FDA: U.S. Marshals seize contaminated ultrasound gel from N.J. plant
(CBS News) U.S. Marshals have raided a New Jersey plant that produces ultrasound transmission gel at the request of the the U.S. Food and Drug Administration after the agency found product samples contained dangerous bacteria.
Product lots of Other-Sonic Generic Ultrasound Transmission Gel, manufactured by Pharmaceutical Innovations Inc. in Newark, N.J, were seized by marshals because they contained two bacteria strains that may cause infection, Pseudomonas aeruginosa and Klebsiella oxytoca.
Millions of American men and women undergo an ultrasound diagnostic test that uses high-frequency sound waves to produce images of structures inside the body. Many women especially will undergo an ultrasound to check the baby's health throughout pregnancy.

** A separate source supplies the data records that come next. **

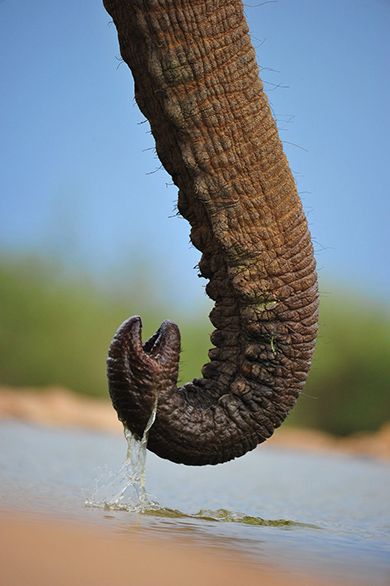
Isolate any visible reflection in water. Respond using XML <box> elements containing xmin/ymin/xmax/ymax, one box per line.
<box><xmin>0</xmin><ymin>421</ymin><xmax>390</xmax><ymax>586</ymax></box>
<box><xmin>85</xmin><ymin>399</ymin><xmax>158</xmax><ymax>513</ymax></box>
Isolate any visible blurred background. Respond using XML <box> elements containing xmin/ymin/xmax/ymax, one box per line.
<box><xmin>0</xmin><ymin>0</ymin><xmax>390</xmax><ymax>435</ymax></box>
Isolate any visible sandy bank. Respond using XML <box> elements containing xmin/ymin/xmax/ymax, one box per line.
<box><xmin>0</xmin><ymin>512</ymin><xmax>346</xmax><ymax>586</ymax></box>
<box><xmin>0</xmin><ymin>387</ymin><xmax>390</xmax><ymax>459</ymax></box>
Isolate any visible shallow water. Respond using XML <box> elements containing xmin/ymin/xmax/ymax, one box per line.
<box><xmin>0</xmin><ymin>422</ymin><xmax>390</xmax><ymax>585</ymax></box>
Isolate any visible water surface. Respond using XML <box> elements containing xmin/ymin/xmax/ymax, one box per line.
<box><xmin>0</xmin><ymin>422</ymin><xmax>390</xmax><ymax>585</ymax></box>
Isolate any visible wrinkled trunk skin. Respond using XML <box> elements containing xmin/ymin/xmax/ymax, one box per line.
<box><xmin>104</xmin><ymin>0</ymin><xmax>318</xmax><ymax>465</ymax></box>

The gel helps amplify the transmission of the ultrasound waves.
According to the FDA, 16 patients undergoing heart valve replacement surgery who were given this particular brand of gel for a procedure called a "transesophageal ultrasound" (that looks at the heart and blood vessels) became infected with Pseudomonas aeruginosa.
"This ultrasound gel presented serious health risks to patients, particularly vulnerable ones," said Dara A. Corrigan, the FDA's associate commissioner for regulatory affairs. "Therefore, FDA, with the assistance of our state partner, is taking aggressive enforcement action to protect the public health."
The FDA has also issued a safety alert to health care providers that bacteria found in non-sterile Other-Sonic Generic Ultrasound Transmission Gel poses risks of infection. Seized lots were made between June and December 2011, according to the FDA.
According to Medscape Reference, infections from Pseudomonas frequently lead to pneumonia, urinary tract infections, and bacteremia.
Pharmaceutical Innovations Inc. had no comment when reached by HealthPop.